Now a month has passed and I spent that month trying not to freak out over too much work and not enough sleep. My chronic lack of ambition and stoic mind help, but mornings like today's do not. Why are some lectures boring? Why was I tired despite 10 hours sleep? Why does my tea no longer remain hot in my thermos? All in all, not a good day for reflection, fashion, nail polish, hair and certainly not a good day for productive ideas towards a dissertation. AND, it's Valentine's Day, another perfectly ordinary day highjacked by commerce and transformed into a Disney production of love and affection. Yes - this is a single speaking, and yes - I had a lot of cake during the last couple of days. I mean a lot. 

My weekend was spent with cake, beans and a treasure hunt - possibly the best hunt I've ever done. Beans included. And at the risk of blowing my own trumpet, dear non-existent reader, I summed it all up on Saturday night: 'if this is what being an adult is like, I want more of it'. True. It was a genuinely great day, spent in the glorious cold London sun, with people I like, doing crazy things of our own and others' design.  And lots and lots of rhyming, photographing, laughing and random silliness. I secretly wish never to look back onto my teens again, where everything was tense and not so very cool, despite my very hard attempts.  Have we reached the summit of coolness without trying? Or have we reached a state of coolness through a reversal of all that is classified as cool, de-accelerating to the point of total acceleration? Paul Virilio would be very proud indeed of me now. Reaching the level of complete acceleration where the only possible way is regression, the return to what has already been. What is coolness in the first place? Is it a virtue? An accomplishment? Is it natural? Can it be learned. As an outsider, a non-cool person, I have only ever had the possibility to observe coolness from the outside, i.e. with the longing to become or be cool, or cooler. Interestingly, it manifests itself in a variety of ways, which only have the ideological notion of coolness in common - it translates into so many visual, physical and metaphysical details that the only valid comparison I find is the universe, a an indefinitely large mass or un-mass, hosting galaxies and planets and and and... The question whether coolness is experienced by the bearer of cool him- or herself is an interesting layering of the idea that coolness may be only experienced by the outsider, and that 'a' cool person is not capable of grasping their own coolness. 

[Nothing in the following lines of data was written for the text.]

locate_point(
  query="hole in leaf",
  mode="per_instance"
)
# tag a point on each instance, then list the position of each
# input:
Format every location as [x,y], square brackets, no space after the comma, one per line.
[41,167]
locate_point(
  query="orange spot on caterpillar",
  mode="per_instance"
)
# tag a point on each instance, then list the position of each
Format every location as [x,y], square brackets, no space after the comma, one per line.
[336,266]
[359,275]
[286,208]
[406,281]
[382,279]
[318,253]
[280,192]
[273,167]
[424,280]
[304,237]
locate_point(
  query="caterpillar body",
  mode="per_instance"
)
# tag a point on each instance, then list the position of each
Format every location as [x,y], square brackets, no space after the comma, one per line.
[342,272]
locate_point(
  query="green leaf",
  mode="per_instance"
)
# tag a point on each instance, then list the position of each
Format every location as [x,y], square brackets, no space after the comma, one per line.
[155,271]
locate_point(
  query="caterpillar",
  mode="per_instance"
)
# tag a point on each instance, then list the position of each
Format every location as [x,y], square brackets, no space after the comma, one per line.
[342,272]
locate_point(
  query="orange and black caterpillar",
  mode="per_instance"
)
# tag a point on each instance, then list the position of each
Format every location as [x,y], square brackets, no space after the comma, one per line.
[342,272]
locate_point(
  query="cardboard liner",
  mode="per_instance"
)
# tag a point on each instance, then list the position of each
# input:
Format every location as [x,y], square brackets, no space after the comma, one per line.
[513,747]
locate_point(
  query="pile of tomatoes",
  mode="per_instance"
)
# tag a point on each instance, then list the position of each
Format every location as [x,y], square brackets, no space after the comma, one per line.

'Hello, my Name is Michael Caine'
Coolness as a distorted mirror image of the self that does not allow for a coherent evaluation. Which implies that anybody thinking of themselves as cool, could not possibly be cool, for cool cannot be self-experienced. This would explain why coolness seems effortless - because it is.
Any conscious effort must result in the individual's fail to be cool. Michael Caine is a prime example (notice how I make a suave link to an earlier bit): he spent the 60s and early 70s being cool. Nerdy glasses, mod-cut suits, unruly curls, Cockney accent, a good choice of movies, and the best spy movie scene in human history in The Ipcress File; two agents with trolleys in a supermarket. Coolness was a byproduct of good British acting. He did so well: and this is where it all went wrong. Michael Caine realised that he did well. So he made the effort to continue doing well, and did not so well in consequence. And what's worse: he lost his cool. I am particularly referring to the actors' workshops (1987) and a range of 'straight-to-video' films he made in the late 70s and 80s. In trying to replicate earlier coolness, Michael Caine created a caricature version of himself; a sort of postmodern pastiche of the actor he once was. Michael Caine in the 80s was a construct, designed after a bad description of Michael Caine in the 60s: an overemphasised Cockney accent, weird glasses, set hair (like his own grandmother) and bad 80s fashion. He might not have been responsible for the fashion, but it articulated well what had become of the 60s icon. It was the attempt to continue being the same character 20 years into his career - it was bound to fail.
Luckily, Caine grew up. There was a transition period where he had to age and mature to distance himself from Alfie, and where he became a sleek, witty, short-breathed grandfather. It took nearly 40 years, but Michael Caine is cool again, because he doesn't give a toss about it.